Without certain microorganisms in our gut, we would not be able to synthesize certain crucial vitamins, digest food or even absorb water! Additionally, the bacteria in our gut also fends off attacks by other bad bacteria, which aids our immunity. Moreover, it is strongly believed that gut bacteria can affect our hormonal balance, metabolism and even our mood!
There are many strains of E. coli bacterium
As mentioned earlier, the term E. coli (or Escherichia Coli) is used to refer to a large group of bacteria that’s usually found in the intestines of humans and warm-blooded mammals.
However, it’s very important to note that there are hundreds or possibly even thousands of different strains of E. coli. For starters, a strain is a subtype of a microorganism (e.g., bacteria, virus or fungus). For instance, a ‘flu strain’ is a certain form of the ‘flu’ virus. Similarly, there are many strains of E. coli bacterium. Some strains are present in the guts of humans, some are present in animals, and others find a spot in the intestines of other warm-blooded mammals.
The thing about E. coli is that the majority of its strains present in our gut are non-pathogenic, meaning that they are not harmful to us. However, when other strains of E. coli (those commonly found in the intestines of non-human mammals) enter the GI tract of humans, they can become pathogenic and dangerous, sometimes to the point of being fatal.
Also, these strains of bacteria do not usually exist in the environment all by themselves; therefore, if their traces are found in water or food, it means that the water/food has been contaminated by animal feces.

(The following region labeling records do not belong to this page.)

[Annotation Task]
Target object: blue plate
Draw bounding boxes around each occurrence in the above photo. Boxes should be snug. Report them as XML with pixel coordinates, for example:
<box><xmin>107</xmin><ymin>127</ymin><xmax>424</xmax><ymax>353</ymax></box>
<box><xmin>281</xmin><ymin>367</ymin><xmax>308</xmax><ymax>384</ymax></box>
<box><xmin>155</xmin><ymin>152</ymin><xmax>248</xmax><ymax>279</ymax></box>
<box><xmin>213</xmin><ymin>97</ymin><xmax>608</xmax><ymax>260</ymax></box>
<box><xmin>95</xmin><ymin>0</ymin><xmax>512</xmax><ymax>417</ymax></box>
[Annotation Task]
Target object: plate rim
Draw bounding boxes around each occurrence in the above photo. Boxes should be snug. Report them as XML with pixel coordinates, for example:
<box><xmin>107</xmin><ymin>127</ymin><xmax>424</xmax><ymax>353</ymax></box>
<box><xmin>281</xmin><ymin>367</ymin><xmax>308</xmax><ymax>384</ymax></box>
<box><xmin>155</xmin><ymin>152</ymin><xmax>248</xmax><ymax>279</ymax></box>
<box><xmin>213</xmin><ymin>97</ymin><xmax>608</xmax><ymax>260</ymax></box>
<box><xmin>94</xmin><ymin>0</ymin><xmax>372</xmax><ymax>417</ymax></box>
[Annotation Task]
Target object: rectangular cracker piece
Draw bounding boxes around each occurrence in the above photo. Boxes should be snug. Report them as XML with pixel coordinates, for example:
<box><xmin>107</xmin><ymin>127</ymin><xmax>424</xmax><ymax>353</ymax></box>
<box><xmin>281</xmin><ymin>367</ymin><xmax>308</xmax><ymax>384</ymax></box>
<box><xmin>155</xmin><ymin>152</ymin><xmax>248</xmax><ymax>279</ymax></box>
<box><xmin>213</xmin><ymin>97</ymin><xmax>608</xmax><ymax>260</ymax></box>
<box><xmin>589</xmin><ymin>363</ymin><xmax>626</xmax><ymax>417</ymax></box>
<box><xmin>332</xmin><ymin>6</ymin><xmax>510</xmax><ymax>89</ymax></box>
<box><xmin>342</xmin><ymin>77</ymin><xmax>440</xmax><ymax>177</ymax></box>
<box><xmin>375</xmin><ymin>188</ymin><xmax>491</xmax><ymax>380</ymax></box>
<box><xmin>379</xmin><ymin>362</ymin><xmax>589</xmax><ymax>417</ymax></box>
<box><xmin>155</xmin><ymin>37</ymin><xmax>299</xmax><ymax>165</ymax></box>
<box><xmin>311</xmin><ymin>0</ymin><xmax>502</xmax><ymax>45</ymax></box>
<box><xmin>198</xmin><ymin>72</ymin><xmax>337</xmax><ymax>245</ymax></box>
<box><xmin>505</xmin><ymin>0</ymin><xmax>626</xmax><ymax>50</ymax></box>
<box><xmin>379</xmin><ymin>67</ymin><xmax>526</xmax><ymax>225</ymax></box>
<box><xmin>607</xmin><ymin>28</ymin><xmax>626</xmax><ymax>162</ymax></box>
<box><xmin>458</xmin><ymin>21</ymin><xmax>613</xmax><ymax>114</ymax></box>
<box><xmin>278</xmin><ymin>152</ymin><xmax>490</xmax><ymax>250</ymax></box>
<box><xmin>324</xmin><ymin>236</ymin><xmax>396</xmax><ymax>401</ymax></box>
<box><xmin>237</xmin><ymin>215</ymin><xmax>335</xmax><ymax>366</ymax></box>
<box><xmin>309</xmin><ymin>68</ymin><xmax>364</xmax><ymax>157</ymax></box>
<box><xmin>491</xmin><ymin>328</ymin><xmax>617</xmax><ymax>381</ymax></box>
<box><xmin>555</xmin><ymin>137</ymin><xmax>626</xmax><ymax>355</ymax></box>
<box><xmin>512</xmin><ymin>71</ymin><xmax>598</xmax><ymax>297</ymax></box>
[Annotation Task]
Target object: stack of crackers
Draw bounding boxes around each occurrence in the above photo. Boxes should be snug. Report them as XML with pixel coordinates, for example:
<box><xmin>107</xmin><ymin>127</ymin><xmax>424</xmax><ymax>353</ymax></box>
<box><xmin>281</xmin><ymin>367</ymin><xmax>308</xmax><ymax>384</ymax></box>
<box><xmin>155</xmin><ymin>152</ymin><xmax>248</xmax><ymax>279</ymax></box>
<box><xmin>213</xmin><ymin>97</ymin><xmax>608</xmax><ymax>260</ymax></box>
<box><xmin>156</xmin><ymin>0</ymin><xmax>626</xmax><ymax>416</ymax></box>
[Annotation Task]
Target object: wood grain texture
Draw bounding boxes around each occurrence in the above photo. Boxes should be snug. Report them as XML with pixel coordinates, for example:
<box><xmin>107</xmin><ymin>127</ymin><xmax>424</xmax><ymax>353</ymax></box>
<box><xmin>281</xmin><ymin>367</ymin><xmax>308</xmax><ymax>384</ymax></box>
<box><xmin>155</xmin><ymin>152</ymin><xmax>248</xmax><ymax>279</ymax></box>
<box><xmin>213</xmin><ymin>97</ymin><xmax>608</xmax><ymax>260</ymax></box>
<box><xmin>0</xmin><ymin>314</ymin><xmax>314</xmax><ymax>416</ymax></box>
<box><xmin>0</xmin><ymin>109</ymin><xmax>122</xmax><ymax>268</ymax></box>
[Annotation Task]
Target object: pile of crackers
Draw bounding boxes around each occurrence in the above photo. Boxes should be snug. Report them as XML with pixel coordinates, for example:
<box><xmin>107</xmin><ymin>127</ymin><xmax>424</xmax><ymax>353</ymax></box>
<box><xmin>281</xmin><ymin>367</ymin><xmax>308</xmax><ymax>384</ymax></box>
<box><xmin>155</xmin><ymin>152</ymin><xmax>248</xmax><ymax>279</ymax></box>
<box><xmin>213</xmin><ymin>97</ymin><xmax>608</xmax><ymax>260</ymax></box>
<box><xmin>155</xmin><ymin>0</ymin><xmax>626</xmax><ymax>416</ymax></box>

In other words, if there is E. coli somewhere outside the guts of warm-blooded animals, such as in food, water or on a surface, it means that the poop of an animal or a human has somehow come in contact with it.
That’s why you should always, always make sure that you clean your hands thoroughly after using the washroom, as strains of E. coli might latch themselves onto your hands, which could then be transferred to the food you ingest.
Such strains of E. coli, when ingested through food, produce enterotoxins that could lead to gastroenteritis and intestinal infections.
In a nutshell, E. coli constitutes a small part of our intestinal flora, but some of its mutated strains, like E. coli 0157:H7, can make you terribly sick when ingested through food or water.